Several carriers met with Alghabra at Rosedale Transport following the release of the report.

“Minister Alghabra has been a great ally and supportive of our industry throughout the pandemic,” said Rosedale president Rolly Uloth. “Our sector, like many others, has faced a growing list of challenges over the last 2-1/2 years. The recommendations in the supply chain report, if implemented, will go a long way towards bolstering the supply chain and relieving some of the capacity constraints and disruption many businesses are experiencing.”   

The Private Motor Truck Council of Canada (PMTC) also thanked the Task Force for including some of its recommendations.
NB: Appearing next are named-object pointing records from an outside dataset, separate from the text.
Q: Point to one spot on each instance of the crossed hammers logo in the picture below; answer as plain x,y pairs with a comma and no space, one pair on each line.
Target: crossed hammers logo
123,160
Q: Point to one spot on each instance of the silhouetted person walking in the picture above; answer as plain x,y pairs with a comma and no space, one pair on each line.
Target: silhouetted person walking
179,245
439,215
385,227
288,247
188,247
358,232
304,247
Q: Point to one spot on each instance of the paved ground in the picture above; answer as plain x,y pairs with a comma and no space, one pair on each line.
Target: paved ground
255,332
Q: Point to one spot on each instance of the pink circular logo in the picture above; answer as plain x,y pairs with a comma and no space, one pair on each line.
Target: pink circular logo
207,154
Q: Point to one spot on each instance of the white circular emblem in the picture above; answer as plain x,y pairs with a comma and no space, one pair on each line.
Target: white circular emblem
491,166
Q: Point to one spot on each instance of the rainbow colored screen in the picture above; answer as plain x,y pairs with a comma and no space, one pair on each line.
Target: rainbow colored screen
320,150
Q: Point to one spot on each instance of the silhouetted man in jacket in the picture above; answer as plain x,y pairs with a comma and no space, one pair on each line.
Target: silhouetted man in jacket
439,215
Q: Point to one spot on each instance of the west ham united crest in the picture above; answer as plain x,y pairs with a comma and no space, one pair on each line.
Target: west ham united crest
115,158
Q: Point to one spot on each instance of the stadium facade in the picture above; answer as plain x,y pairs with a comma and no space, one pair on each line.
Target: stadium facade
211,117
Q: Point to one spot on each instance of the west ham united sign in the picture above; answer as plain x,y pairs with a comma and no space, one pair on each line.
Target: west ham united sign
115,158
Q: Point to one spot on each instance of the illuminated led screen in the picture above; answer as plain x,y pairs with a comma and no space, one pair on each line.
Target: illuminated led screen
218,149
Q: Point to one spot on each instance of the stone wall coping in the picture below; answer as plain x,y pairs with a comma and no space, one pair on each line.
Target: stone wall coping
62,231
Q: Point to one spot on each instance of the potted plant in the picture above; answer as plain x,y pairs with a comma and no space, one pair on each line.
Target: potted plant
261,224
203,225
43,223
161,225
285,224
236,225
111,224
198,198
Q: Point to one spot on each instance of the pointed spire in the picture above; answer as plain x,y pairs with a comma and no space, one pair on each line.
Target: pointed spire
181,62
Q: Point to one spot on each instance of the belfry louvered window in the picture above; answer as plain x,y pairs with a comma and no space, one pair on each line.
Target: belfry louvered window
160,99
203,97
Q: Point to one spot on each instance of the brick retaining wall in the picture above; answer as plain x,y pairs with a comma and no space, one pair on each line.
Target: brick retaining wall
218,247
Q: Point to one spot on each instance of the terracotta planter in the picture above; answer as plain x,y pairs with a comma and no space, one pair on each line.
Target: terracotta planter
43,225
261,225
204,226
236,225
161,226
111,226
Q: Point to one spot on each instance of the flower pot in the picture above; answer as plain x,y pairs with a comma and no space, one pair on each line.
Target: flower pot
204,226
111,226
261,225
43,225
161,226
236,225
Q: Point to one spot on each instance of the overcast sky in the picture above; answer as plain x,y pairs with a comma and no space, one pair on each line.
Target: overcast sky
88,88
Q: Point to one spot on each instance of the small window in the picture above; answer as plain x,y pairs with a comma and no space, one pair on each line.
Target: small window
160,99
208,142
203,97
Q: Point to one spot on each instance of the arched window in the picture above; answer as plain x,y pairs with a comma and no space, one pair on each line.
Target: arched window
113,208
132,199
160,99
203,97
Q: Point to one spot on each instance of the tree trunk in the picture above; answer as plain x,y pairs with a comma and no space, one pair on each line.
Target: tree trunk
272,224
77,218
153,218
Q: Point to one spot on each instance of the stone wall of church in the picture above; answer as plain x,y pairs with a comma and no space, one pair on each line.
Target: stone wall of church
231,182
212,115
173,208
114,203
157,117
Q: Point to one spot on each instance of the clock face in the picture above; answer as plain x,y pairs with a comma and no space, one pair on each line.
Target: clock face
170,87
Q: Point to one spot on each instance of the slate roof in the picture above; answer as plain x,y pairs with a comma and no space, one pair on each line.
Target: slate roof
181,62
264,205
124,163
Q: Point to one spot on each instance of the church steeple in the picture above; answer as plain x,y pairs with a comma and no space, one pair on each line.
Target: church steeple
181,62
“While not all of PMTC’s asks were included, we look at this report as a very positive first step with many great recommendations included that can help reduce congestion at our ports, air terminals and on the road, as well as help address some of the critical supply chain shortages,” said PMTC president Mike Millian.

Teamsters strike concerns

The Teamsters issued a statement saying the Task Force is on the right track, but the union also voiced concerns about how the recommendations could impact its members’ ability to strike.

“Teamsters Canada has consistently said that trucking must be recognized as a skilled trade to reduce the cost of training through apprenticeships and to underscore the value and the competencies required to perform this essential job. The report stops short of making this recommendation but does recognize the cost of training as a barrier to entry into this all-important industry,” said Teamsters Canada president François Laporte.

“We need to focus on the real issues undermining global supply chains. Free collective bargaining is not an impediment to supply chain continuity, but this report suggests otherwise. Ultimately, unions and everyday working-class Canadian families are not at the source of the world’s current disruptions. Attacking our rights won’t solve the crisis.”

The full report can be found here.


Have your say


This is a moderated forum. Comments will no longer be published unless they are accompanied by a first and last name and a verifiable email address. (Today's Trucking will not publish or share the email address.) Profane language and content deemed to be libelous, racist, or threatening in nature will not be published under any circumstances.

*

  • Truckers are spending between 3-10hrs in rail terminals, waiting for containers.
    Terminals laid off crane operators during covid, replaced humans with phone apps( that a routinely down). CN thought the misplaced workers would want to operate top lifts. Wrong. Railways shuttling container to offsite terminals at consignees cost ( $300) which is causing tremendous issues with Canada Customs clearing at wrong terminals. Railways have also cut off accepting empties, which cuts into truckers capacity to pick up loads.

    The steam ship lines need to start taking empty containers back overseas, theres mo room here and the import to export bLance is was off.

  • Training costs have to be addressed if we plan to relieve the shortage of drivers. However there needs to be more monitoring of the training schools to weed out the scam artists that are circumventing the plans that are now in effect. Legitimate schools are doing a good job but there are some out there that need to be stopped. I am an instructor and I see it.

  • This is taking away our legal rights as workers , same as the vaccine mandates.. Manufacturing businesses not having enough workers has nothing to do with trucking not delivering the goods..
    ..Where are the unions on this ?? .. How many of the trucking companies are union ?Percentage number ?? Maybe do a story on that ! Lowest level ever ??? Lowest taxes paid by these companies subing-out there work ??

  • Buy back HWY 407 and remove the tolls, so truckers, and workers can use it. This would remove congestion on the QEW, the 403, 401, and 427. Forget HWY 413 dead ending on HWY 400 until this is accomplished. Increase Ontario’s productivity dramatically!!!